大教大助教の橋本氏は5月7日、今季1号に復活を確信した。「超人」は敵地DeNA戦の6回、左腕エスコバーの外角153キロをバックスクリーン左の観客席まで届かせた。「右足で踏ん張れないと、あそこまでは飛ばせないので」。

昨季は歩くだけで右膝に激痛が走った。何度水を抜いても翌日にはたまった。引退の2文字も脳裏をよぎっていた昨秋、糸井と橋本氏は二人三脚のリハビリを開始した。完治へのイメージを持ちづらい状況で、橋本氏は「筋肉バランスが崩れているだけ。正しい位置に戻せば大丈夫」と断言。蓄積疲労からくる肉体のひずみを修復しにかかった。

ジムとプールを使用して約3カ月、2日に1回のペースで約2時間の特訓を敢行。「本当にしんどいメニューでしたが、糸井さんは絶対に逃げませんでした」。2月のキャンプ期間に突入するころには、痛みは消え去っていたという。

今も右膝の痛みは皆無。「今年は明らかに打席で踏ん張れているし、スタートも切れている」。今季は激しい外野争いの中で慣れない代打を続けながら、スタメン出場した7試合では打率2割8分6厘、3本塁打、7打点。橋本氏は「このまま苦しいトレーニングを続ければ、まだまだできる」と力を込める。

リーグ戦再開は13日広島戦(京セラドーム大阪)。一時帰国から再来日したマルテの状態次第では、今後サンズが一塁に回って糸井が先発出場する可能性も十分ある。虎移籍後の過去4年間を振り返れば、8月は打率3割4分3厘、7本塁打、27打点。大好きな真夏、超人たるゆえんを体現してくれそうな気配が漂う。

橋本氏が真っ先に改善を図ったポイントが腸腰筋のズレだ。
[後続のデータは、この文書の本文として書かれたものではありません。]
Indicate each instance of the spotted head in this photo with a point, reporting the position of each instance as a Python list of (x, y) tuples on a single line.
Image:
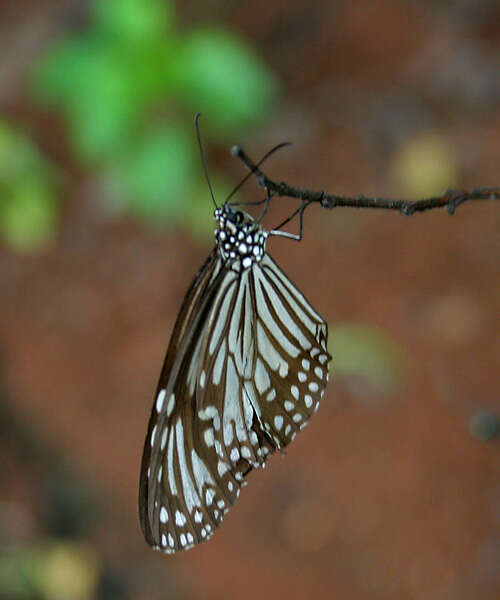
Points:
[(239, 237)]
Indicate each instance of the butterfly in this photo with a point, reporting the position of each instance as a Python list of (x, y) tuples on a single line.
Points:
[(246, 367)]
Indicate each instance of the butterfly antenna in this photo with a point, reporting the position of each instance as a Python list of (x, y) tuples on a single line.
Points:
[(202, 154), (254, 168)]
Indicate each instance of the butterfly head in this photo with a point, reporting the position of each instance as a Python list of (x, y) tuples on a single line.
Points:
[(239, 237)]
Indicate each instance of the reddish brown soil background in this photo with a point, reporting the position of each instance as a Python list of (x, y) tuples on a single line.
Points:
[(384, 497)]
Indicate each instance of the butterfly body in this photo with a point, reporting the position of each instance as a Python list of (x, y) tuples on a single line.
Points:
[(245, 369)]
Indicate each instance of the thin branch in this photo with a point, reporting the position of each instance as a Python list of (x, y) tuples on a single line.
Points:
[(451, 199)]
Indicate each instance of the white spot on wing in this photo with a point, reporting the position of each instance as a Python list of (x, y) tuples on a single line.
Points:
[(160, 400)]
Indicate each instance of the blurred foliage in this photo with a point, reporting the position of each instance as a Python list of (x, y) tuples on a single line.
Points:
[(51, 571), (366, 353), (128, 86), (424, 166), (28, 206)]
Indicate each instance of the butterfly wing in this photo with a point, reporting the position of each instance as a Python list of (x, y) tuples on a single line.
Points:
[(160, 479), (245, 369), (265, 369)]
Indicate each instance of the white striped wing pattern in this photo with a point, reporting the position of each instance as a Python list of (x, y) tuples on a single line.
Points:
[(246, 367)]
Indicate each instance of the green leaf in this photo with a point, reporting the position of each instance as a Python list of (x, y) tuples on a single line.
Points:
[(366, 352), (29, 216), (28, 208), (217, 73), (57, 77), (134, 20), (157, 174)]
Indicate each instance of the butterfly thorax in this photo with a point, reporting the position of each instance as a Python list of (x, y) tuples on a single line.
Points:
[(239, 237)]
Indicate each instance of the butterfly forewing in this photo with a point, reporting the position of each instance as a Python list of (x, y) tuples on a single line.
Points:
[(245, 369)]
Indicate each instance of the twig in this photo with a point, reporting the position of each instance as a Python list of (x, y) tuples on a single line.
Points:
[(451, 198)]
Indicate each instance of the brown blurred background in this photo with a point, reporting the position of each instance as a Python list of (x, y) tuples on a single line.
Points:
[(393, 490)]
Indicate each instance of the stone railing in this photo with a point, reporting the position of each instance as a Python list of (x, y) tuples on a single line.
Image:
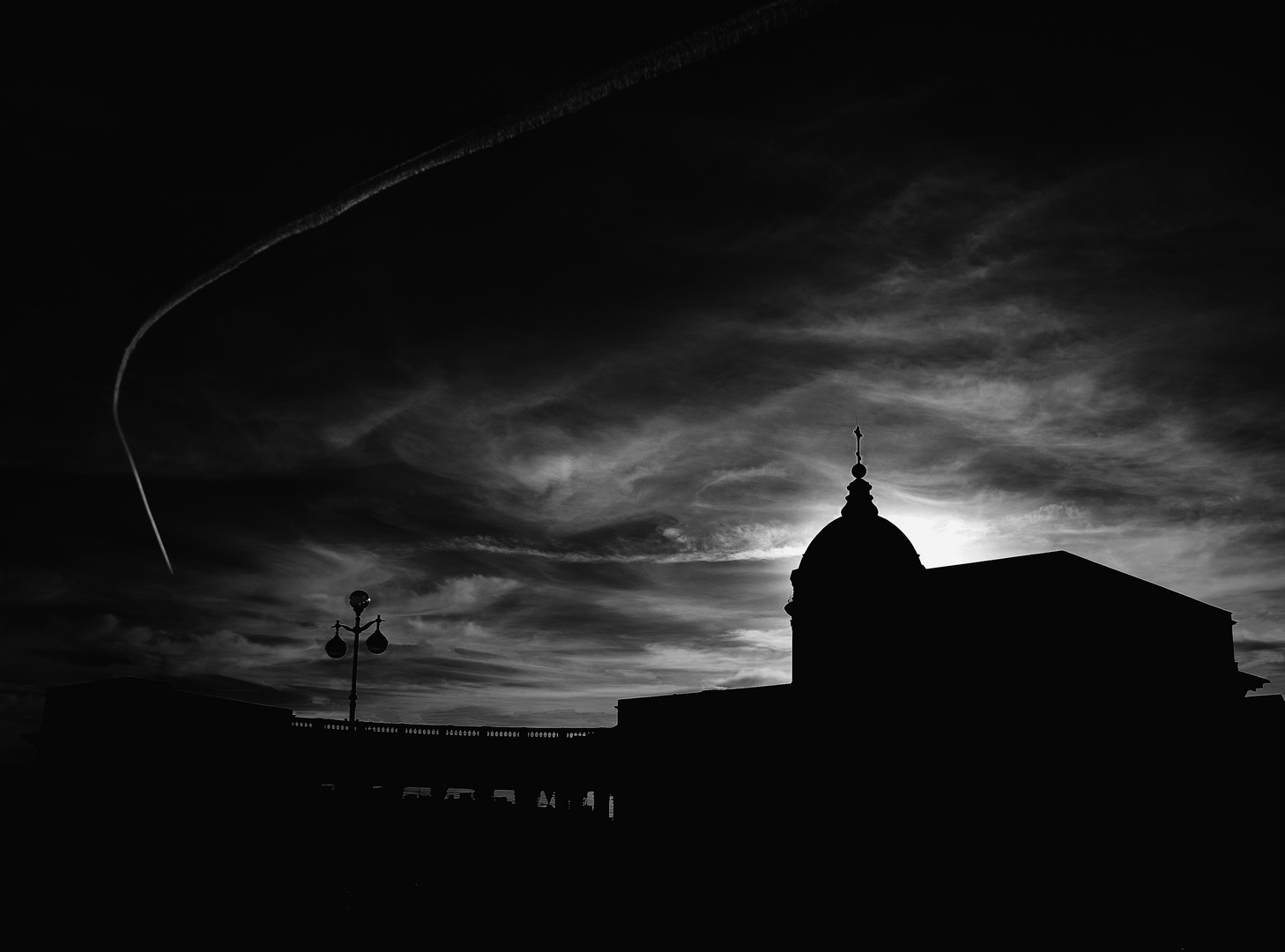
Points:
[(423, 730)]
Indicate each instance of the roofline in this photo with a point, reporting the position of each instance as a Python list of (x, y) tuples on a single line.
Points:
[(1090, 562)]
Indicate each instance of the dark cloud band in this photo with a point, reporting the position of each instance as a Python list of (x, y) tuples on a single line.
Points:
[(588, 92)]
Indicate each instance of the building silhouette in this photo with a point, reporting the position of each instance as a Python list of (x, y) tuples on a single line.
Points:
[(1038, 732)]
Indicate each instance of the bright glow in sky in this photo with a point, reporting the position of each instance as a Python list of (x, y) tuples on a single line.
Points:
[(572, 407)]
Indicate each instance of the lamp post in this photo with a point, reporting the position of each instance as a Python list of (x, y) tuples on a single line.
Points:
[(375, 643)]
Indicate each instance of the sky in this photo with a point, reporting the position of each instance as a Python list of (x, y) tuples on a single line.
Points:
[(572, 406)]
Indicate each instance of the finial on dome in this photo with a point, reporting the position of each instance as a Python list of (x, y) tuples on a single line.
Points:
[(858, 471)]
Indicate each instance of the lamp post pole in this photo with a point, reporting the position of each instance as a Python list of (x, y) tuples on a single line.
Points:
[(375, 643)]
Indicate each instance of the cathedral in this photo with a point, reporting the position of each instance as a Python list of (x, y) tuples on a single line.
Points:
[(1041, 724)]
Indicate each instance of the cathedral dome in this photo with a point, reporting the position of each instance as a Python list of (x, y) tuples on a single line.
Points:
[(858, 556), (856, 551)]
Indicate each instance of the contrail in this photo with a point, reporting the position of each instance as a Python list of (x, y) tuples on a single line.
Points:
[(585, 93)]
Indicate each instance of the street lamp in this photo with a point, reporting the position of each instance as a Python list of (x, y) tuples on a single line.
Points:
[(375, 643)]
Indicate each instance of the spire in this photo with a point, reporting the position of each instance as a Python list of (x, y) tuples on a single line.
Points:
[(858, 502)]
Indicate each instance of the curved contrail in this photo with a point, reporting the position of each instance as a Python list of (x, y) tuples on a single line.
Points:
[(540, 113)]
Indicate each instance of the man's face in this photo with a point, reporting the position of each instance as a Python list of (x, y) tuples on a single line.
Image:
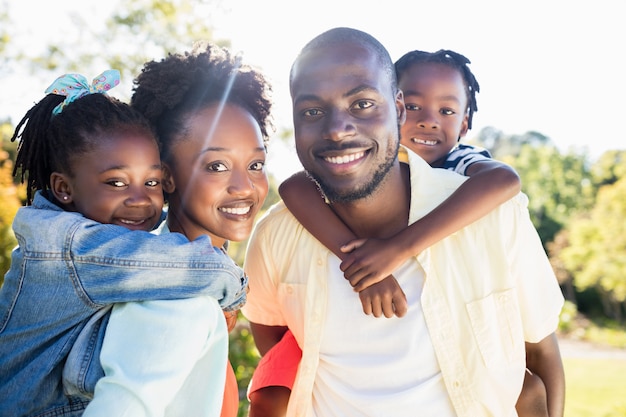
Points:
[(346, 119)]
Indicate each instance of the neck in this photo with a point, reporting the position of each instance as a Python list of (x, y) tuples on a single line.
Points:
[(179, 223), (385, 212)]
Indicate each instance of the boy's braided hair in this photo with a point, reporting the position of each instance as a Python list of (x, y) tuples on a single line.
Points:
[(50, 143), (451, 59)]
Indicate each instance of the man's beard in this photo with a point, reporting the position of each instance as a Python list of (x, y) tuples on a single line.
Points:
[(336, 196)]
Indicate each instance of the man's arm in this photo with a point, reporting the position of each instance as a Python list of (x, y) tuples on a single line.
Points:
[(544, 360), (265, 337)]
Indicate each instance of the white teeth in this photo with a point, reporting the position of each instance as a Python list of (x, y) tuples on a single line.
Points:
[(133, 222), (424, 142), (345, 158), (237, 210)]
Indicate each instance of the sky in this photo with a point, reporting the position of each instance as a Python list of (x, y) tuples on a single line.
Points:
[(555, 67)]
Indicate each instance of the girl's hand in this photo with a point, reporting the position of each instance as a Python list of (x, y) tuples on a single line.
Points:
[(370, 261), (231, 319), (384, 298)]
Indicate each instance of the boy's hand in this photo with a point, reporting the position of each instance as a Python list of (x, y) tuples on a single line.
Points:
[(385, 297), (369, 261)]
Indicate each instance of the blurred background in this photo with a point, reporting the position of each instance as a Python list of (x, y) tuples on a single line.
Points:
[(551, 104)]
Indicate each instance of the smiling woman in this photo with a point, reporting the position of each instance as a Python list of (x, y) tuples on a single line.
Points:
[(213, 129)]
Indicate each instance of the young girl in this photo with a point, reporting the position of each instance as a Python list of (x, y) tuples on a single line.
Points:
[(88, 160), (440, 98), (213, 129)]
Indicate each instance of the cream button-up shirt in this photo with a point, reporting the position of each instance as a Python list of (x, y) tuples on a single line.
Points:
[(488, 288)]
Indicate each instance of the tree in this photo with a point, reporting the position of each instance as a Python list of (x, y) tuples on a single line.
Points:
[(558, 186), (11, 196), (134, 33), (501, 145), (596, 256)]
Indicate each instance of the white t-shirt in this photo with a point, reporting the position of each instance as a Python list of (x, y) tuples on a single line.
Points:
[(358, 356)]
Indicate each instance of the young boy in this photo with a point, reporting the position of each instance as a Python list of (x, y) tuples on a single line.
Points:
[(440, 99)]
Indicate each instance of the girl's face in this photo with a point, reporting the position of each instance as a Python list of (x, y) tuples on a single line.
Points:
[(118, 182), (216, 175), (436, 110)]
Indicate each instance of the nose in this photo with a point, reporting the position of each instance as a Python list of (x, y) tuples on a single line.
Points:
[(240, 184), (138, 197), (428, 119), (339, 125)]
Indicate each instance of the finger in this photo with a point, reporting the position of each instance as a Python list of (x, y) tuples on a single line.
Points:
[(377, 308), (400, 305), (366, 281), (388, 308), (366, 303), (352, 245)]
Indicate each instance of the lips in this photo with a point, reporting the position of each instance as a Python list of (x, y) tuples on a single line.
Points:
[(238, 211), (427, 142), (344, 159)]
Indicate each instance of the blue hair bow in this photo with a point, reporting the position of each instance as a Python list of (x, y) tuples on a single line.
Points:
[(74, 86)]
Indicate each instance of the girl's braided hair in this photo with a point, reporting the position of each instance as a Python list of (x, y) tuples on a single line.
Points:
[(451, 59), (50, 143)]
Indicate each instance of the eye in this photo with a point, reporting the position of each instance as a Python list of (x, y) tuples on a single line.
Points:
[(312, 113), (217, 167), (412, 107), (257, 166), (363, 105), (116, 183)]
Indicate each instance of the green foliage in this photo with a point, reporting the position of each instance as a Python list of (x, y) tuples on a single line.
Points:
[(11, 197), (596, 256), (558, 186), (595, 387), (501, 145)]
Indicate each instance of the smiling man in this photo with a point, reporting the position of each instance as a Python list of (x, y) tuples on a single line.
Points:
[(474, 299)]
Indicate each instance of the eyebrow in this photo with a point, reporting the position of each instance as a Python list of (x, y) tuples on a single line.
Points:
[(349, 93), (446, 98), (122, 167), (221, 149)]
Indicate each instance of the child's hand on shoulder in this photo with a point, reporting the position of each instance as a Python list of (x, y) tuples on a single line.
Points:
[(370, 261), (384, 298)]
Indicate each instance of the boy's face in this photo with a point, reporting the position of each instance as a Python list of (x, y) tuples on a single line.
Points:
[(436, 110), (217, 175), (118, 182), (346, 119)]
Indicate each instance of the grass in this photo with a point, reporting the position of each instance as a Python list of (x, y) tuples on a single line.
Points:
[(595, 387)]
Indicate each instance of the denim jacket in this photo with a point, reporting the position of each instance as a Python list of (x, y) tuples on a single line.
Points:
[(65, 270)]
「姿勢を作る」とされる腸腰筋は上半身と下半身をつなぐ筋肉で、太ももや膝を持ち上げる動きを行う。この腸腰筋、腸腰筋の一部である大腰筋にズレが生じると、必然的に膝への負担が増すことになる。

「速い動きでも筋肉を正しい位置に持っていくには、主動筋と拮抗(きっこう)筋のバランスを整える必要がある。そこでプールを使わせてもらいました」

筋肉運動の際に主となる主動筋と、反対の動きをする拮抗筋。この2つのバランスを修正する中で、横隔膜の強化も重視した。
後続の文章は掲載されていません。